Так я вновь оказался в человеческих условиях. Формально я продолжаю оставаться под охраной, однако могу спокойно перемещаться внутри здания гостиницы. Немцы, находящиеся здесь на постое, относятся ко мне нормально. В душе снова есть горячая вода, мне удалось вымыться и постирать вещи. Ближе к вечеру в буфет привезли горячий гуляш, немцы пригласили меня поужинать и даже налили нашей советской водки, оставшейся в здешних закромах. Похоже, с едой в ближайшие дни всё будет в порядке, поскольку на железнодорожной станции оказались неотправленными несколько эшелонов с продовольствием. Местные несколько дней подряд курочили вагоны, но затем немцы взяли станцию под охрану и теперь уверяют, что продуктов там хватит на целый год.

Обо мне немцам известно, что я являюсь “русским гешефтфюрером”, и благодаря этому все они расположены ко мне дружелюбно. Более того, как бы стараясь щадить мои чувства, в моём присутствии немцы сразу же переводят разговор с фронтовых рассказов на какие-нибудь нейтральные воспоминания о фатерлянде.

Всё бы было хорошо, однако мне по-прежнему безумно жаль те несколько сотен “евреев и большевиков”, которых вместо меня позавчера увезли с плаца и которые вряд ли уже вернутся. И ещё - мне становится горестно от всякой мысли о Москве и о моей Землянике, оставшейся там.

Безусловно, я предал Землянику, всё последнее время цинично рассуждая о ней лишь как об источнике оставшихся от дяди паролей и прочих ключей к обозначившемуся у меня богатству. Мысли о золоте затмили во мне любовь, которая, как я теперь понимаю, не была, наверное, особенно сильной, хотя и оставалась единственной. Богатство, деньги, власть - всё это страсти настолько более могучие, что любовь проигрывает им, увы…

Я допускаю, что прежнее чувство вполне может ко мне вернуться, но произойдёт это лишь тогда, когда, получив деньги, я окончательно успокоюсь, либо после разгромного провала моей авантюрной идеи, когда я успокоюсь уже по другому поводу и попытаюсь вновь стать обычным человеком. Только вот сохранится ли то чувство, не сделает ли меня предстоящий отрезок жизни совершенно другим, отныне неспособным уступать и сострадать?

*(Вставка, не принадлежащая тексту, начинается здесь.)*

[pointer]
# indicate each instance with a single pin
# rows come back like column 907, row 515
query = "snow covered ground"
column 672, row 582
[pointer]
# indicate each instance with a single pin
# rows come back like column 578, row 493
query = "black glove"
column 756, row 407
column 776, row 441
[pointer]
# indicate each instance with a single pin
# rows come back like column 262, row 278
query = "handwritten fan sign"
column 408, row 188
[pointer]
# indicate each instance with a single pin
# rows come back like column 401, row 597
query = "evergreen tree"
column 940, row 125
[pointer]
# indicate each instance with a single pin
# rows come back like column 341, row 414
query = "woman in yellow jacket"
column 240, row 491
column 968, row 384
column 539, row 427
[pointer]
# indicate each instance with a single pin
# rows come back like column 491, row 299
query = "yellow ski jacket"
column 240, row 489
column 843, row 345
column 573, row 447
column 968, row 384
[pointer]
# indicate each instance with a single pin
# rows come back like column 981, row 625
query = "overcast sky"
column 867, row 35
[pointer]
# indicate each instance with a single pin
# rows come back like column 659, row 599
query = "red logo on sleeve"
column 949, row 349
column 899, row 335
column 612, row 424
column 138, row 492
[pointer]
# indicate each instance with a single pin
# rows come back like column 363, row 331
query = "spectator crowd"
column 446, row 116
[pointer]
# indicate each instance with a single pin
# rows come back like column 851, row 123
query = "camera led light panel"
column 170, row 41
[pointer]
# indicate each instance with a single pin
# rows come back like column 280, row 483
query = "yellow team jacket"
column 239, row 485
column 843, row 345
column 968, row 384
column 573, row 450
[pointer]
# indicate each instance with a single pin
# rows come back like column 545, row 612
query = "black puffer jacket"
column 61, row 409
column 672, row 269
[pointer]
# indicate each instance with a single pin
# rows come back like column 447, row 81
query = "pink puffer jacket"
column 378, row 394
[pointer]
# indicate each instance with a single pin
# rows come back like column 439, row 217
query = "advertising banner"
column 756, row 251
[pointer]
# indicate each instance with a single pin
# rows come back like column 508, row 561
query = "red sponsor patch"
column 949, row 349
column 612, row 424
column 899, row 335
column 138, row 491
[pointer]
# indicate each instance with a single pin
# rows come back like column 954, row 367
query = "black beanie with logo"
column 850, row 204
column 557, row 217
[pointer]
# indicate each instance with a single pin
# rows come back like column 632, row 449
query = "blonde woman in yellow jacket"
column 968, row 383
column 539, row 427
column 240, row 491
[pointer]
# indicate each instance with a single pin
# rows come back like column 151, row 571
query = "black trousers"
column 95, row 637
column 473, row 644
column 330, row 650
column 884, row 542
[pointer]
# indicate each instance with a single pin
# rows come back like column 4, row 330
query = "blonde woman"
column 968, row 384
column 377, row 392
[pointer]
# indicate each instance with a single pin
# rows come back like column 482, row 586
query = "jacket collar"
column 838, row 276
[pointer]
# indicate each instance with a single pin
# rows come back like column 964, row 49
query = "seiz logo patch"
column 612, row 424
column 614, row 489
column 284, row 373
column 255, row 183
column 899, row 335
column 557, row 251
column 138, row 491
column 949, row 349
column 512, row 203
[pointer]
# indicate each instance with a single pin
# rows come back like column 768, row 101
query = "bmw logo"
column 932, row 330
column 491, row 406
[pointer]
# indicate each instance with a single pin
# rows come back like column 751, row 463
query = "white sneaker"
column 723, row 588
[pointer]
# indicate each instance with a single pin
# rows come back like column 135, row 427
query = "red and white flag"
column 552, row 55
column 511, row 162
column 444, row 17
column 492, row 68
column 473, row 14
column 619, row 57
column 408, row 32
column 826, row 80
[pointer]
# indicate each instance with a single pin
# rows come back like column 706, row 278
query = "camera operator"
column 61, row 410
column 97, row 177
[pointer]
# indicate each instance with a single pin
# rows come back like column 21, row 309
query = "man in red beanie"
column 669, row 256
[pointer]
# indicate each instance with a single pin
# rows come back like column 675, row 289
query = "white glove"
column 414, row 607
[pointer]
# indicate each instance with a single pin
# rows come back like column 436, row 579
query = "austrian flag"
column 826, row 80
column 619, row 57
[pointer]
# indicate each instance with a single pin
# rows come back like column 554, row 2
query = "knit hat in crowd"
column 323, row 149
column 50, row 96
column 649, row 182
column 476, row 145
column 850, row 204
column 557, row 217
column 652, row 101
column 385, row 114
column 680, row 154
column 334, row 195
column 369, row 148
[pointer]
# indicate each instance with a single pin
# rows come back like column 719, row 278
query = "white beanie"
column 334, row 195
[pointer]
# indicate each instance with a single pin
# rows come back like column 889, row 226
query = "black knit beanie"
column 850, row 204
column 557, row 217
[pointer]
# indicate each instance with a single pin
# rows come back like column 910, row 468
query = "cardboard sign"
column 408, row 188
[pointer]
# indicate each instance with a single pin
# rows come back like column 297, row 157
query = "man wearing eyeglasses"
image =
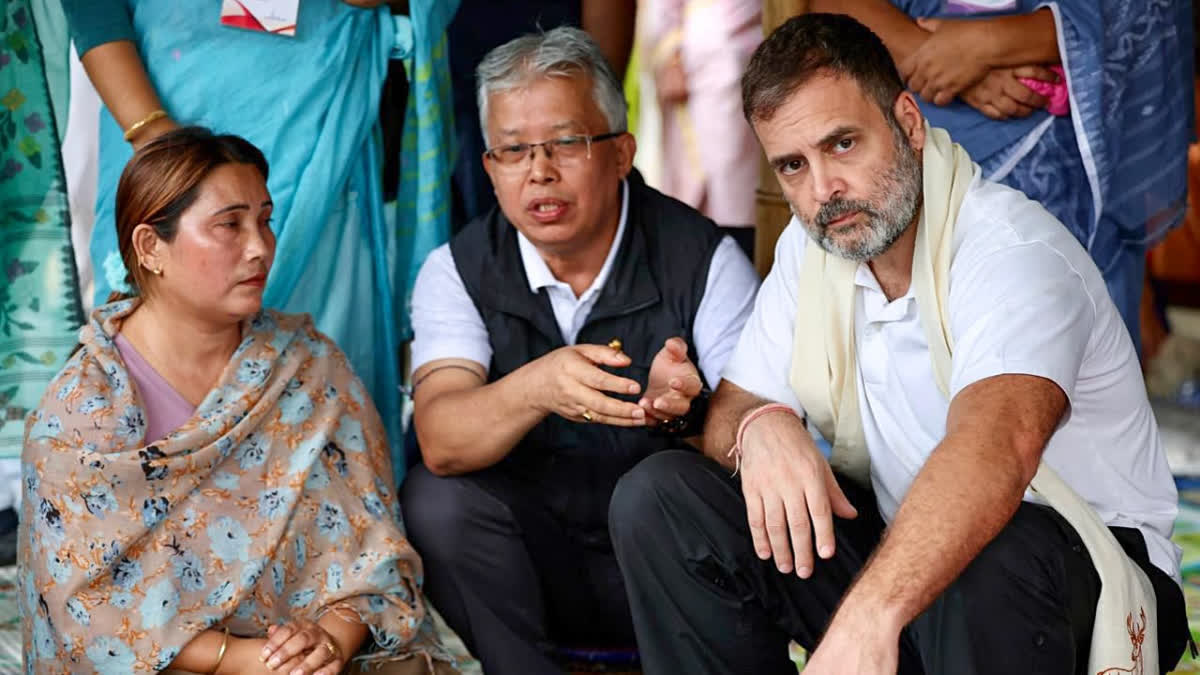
column 559, row 339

Печальнее всего думать о том, что Земляника помнит меня прежним и надеется на проявление чувств, которые из меня ушли. Я бы очень много отдал за возможность сообщить ей о произошедших со мною переменах, чтобы не находиться в положении обманщика, но - увы!- даже если представить, что я оказываюсь в Москве, то с целью получить нужные мне сведения я буду вынужден продолжать убеждать её в том, что у нас всё идёт по-прежнему. Выходит, что даже там, где я просто обязан проявить честность, я обречён на неправду…

Настроение делается препоганым, поэтому отправляюсь спать.

11/X-1941

Моя жизнь “почётного арестанта” в офицерской гостинице продолжает понемногу налаживаться. Завтракал с немцами в буфете. Отношение ко мне всё ещё сдержанное, но доброжелательное. Еда была царской - варёные яйца, жареный бекон и даже натуральный кофе, которого я не пил с середины лета. После объявления войны кофе исчез из московских гастрономов значительно раньше, чем были введены продуктовые карточки. Правда, его продолжали подавать в театральных буфетах и некоторых кафе, и мы с Земляникой специально собирались в августе побаловаться свежесваренным кофе в коктейль-баре на Тверской - однако из-за постоянных авралов в наркомате я так туда и не собрался…

Очень плохо, что здесь совершенно нечего читать. Имевшиеся в гостиничном “красном уголке” книги и газеты новые жильцы выбросили - а напрасно, ведь кроме пропагандистской литературы там были Роллан и Драйзер. Чтобы не умереть от безделья, буду упражняться в философствованиях и самокопании.